0
votes

I am estimating a model for firm bankruptcy that involves 11 factors. I have data from 1900 to 2000 and my goal is to estimate my model using proc logistic for the period 1900-1950 and then test its performance on the 1951 through 2000 data. Proc logistic runs fine but the problem I have is that the estimated coefficients have the same name as my factors that I was using in my model. Suppose the dataset that contains all my observations is called myData and the dataset that contains the estimated coefficients which I obtain using an outtest statement (in proc logistic) is called factorEstimates. Now both of these data sets have the variables factor1, factor2, ..., factorN. Now I want to form the dataset outOfSampleResults that does something like the following:

data outOfSampleResults; set myData factorEstimates; newVar=factor1*factor1; run;

Where the first mention of factor1 refers to that contained in myData and the second refers to that contained in factorEstimates. How can I inform sas which dataset it should read for this variable that is common to both of the datasets in the set statement?

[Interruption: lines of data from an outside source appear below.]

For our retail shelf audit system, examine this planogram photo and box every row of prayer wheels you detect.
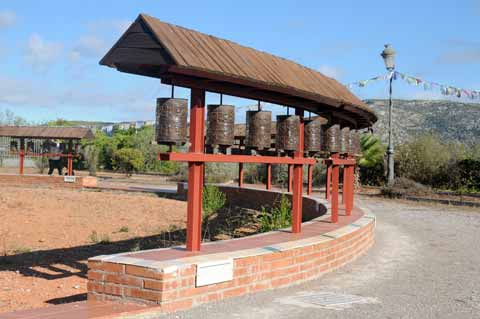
[156,98,360,155]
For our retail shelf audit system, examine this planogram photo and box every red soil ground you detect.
[0,187,186,312]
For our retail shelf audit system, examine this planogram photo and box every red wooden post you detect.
[325,164,332,200]
[287,164,293,192]
[19,149,25,175]
[331,154,340,223]
[187,89,205,251]
[292,109,304,233]
[344,165,353,216]
[67,153,73,176]
[345,157,355,216]
[267,164,272,189]
[238,163,243,187]
[307,164,313,195]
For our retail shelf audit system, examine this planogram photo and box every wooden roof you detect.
[0,126,94,140]
[100,14,377,128]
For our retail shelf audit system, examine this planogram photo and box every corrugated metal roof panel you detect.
[101,14,376,124]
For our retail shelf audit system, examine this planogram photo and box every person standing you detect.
[48,143,62,176]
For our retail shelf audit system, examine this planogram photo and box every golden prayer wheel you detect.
[245,111,272,150]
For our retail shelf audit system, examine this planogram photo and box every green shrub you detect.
[260,195,292,232]
[395,135,455,186]
[202,185,227,220]
[112,148,144,175]
[359,134,386,186]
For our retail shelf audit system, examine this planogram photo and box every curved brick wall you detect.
[218,185,327,222]
[88,187,375,313]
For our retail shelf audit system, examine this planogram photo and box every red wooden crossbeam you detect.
[158,152,316,165]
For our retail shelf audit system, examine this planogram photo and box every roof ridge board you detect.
[137,13,185,65]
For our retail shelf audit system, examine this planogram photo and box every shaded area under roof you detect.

Alternatively, how could I quickly rename factor1, factor2, ..., factorN as factor1Estimate, factor2Estimate, ..., factorNEstimate in the factorEstimates dataset so as to circumvent this common variable name issue altogether?

1
Are you aware that the code you've written will simply concatenate both datasets and then produce newVar as the square of factor1? Do you wish to merge/join the myData and factorEstimates datasets instead?mjsqu
Read this page: support.sas.com/documentation/cdl/en/basess/58133/HTML/default/… and take note of the sections where the 'RENAME=' data set option is used.mjsqu
No, I need a a way to quickly rename all the column names in the factorEstimates dataset. Perhaps proc SQL?Phillip Champlin
If the variables are named factor1-factor12 then you can do a mass rename via: rename factor1-factor12=new_factor1-new_factor12;Reeza

1 Answers

0
votes

Two quick ways to get estimates for a model already developed: 1. Proc logistic score statement http://support.sas.com/documentation/cdl/en/statug/63033/HTML/default/viewer.htm#statug_logistic_sect066.htm

  1. Include the data in your original proc logistic but use a new variable and ensure that the dependent variable is missing for the observations you want to predict.

    data stacked; set all; if year >1950 then predicted=.; else predicted=y; run;

    proc logistic data=stacked; model predicted = factor1 - factor12; output out=out_predicted predicted=p; run;